PRIDE - PASIFIKA STORIES - Sammy Salsa
In celebration of Auckland Pride Month, we're sharing Pasifika Pride stories.
Sammy Salsa
Samoan/Niuean
Fashion & Celebrity Stylist
I’ve always hated the term “Coming out” and I still do – when people would ask me “How long have you been gay?” I would respond with “How long have you been straight?” The “coming out” scenarios made the whole process feel like I was carrying a dirty little secret that needed to be exposed. And it was anything but, this was my lively hood, the actual person I was to be – so one day I brought my partner home to meet my family as any poly boy would bring home their girlfriend to meet the aiga, except, I was bringing home a man, a palagi man at that.
It took some time for my family to adjust, which at that point I realized they weren’t upset at the whole “Gay” thing, they were more afraid of the unknown, it was almost like the old “straight” Sammy they once knew no longer existed in their lives. They thought they had lost a son, an older brother – this was where I came in to educate them and shed light on something that was so taboo in our household and our community, and make it the norm.

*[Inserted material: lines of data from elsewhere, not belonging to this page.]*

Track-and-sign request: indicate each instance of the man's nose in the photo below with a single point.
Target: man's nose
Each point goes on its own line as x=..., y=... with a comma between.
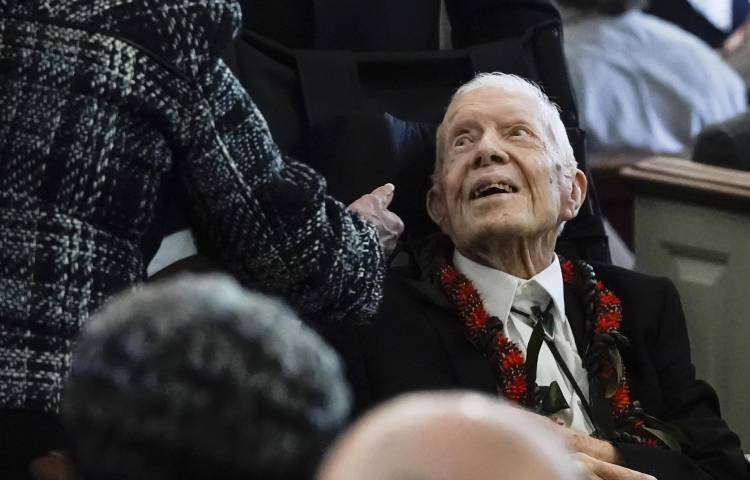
x=490, y=151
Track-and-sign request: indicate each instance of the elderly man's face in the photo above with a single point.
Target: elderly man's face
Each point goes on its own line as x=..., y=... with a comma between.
x=498, y=180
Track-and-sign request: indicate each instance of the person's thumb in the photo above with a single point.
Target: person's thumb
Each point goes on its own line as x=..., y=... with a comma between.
x=384, y=194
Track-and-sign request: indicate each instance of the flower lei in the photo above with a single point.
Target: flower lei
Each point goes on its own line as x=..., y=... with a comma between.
x=604, y=319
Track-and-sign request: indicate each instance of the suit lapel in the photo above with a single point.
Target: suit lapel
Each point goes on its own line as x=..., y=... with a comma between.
x=576, y=318
x=471, y=370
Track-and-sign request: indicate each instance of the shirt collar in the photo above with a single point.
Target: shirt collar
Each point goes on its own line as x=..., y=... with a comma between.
x=498, y=289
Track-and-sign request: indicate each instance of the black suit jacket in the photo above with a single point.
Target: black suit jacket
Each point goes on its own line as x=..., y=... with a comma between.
x=390, y=25
x=417, y=343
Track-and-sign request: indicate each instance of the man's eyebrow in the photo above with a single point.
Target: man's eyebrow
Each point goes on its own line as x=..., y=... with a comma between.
x=463, y=124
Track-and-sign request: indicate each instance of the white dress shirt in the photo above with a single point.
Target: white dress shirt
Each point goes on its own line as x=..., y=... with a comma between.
x=501, y=291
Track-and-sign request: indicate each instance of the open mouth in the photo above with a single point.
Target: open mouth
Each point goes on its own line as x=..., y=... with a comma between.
x=495, y=188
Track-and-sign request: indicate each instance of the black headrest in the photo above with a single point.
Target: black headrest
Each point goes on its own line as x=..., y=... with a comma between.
x=357, y=154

Growing up, sexuality let alone LGBTQI topics of conversation were taboo and never talked about in our homes, now thanks to mainstream media we’re highly likely to be exposed to the subject on every media platform, be it television, the Internet and social media. Outside of our comfort zones there are so many mainstream and community platforms for young LGBTQI Pasefika people to reach out to. In some parts of the world I feel its evolving and so are our backyard communities which is great. We still have a long way to go but we’re noticing the shift for equality and normality.

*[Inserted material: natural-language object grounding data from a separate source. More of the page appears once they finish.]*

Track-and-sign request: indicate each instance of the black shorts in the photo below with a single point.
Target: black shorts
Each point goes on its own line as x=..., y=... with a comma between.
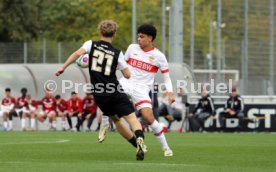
x=116, y=104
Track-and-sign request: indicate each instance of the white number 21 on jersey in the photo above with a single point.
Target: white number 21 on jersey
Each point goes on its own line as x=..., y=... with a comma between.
x=97, y=61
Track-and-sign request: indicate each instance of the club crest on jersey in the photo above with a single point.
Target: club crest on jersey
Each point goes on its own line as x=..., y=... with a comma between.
x=151, y=59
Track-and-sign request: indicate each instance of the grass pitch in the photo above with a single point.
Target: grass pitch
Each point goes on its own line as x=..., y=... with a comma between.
x=80, y=152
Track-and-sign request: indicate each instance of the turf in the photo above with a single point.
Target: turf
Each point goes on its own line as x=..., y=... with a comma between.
x=80, y=152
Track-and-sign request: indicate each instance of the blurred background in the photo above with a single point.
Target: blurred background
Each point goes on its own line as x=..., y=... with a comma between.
x=220, y=39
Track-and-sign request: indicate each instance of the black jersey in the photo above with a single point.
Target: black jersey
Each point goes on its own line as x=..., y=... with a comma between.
x=103, y=61
x=205, y=104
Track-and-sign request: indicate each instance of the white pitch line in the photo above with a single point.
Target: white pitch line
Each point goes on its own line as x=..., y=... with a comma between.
x=159, y=164
x=35, y=142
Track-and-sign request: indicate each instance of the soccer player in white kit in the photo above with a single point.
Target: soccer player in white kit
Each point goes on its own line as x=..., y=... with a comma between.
x=144, y=61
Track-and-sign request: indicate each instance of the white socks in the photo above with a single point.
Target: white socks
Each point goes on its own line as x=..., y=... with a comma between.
x=158, y=132
x=5, y=124
x=63, y=124
x=10, y=124
x=23, y=123
x=105, y=120
x=54, y=124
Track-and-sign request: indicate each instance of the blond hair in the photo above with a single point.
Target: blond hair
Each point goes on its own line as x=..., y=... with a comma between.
x=108, y=28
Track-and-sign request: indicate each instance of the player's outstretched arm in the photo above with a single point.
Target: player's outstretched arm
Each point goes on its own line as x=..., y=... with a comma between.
x=71, y=59
x=126, y=73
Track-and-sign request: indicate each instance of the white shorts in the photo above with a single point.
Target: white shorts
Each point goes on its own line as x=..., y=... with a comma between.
x=23, y=109
x=139, y=94
x=46, y=113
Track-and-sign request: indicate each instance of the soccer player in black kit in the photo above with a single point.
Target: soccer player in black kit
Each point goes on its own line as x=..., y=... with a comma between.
x=104, y=60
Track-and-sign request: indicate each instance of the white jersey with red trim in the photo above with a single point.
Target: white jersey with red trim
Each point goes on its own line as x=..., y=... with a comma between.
x=145, y=64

One of things I found most challenging was I tried so hard for others to accept me for who I am that I forgot about the one person that needed accepting – myself. We go through life worrying about what others think, we overlook the foundations of what makes us unique, we sometimes drain ourselves of the energy that we’re meant to put out into the world because we’re too afraid of what’s on the other end.
It wasn’t until I found peace within myself, my body, my way of thinking that I truly could look myself in the mirror everyday and say, “This is who I am”. And in saying that my journey hasn’t ended and nor can I say the challenges also, I live in a world where my sexuality will forever carry a big question mark across my forehead but as long as I know who I am on this journey, then I will be fine.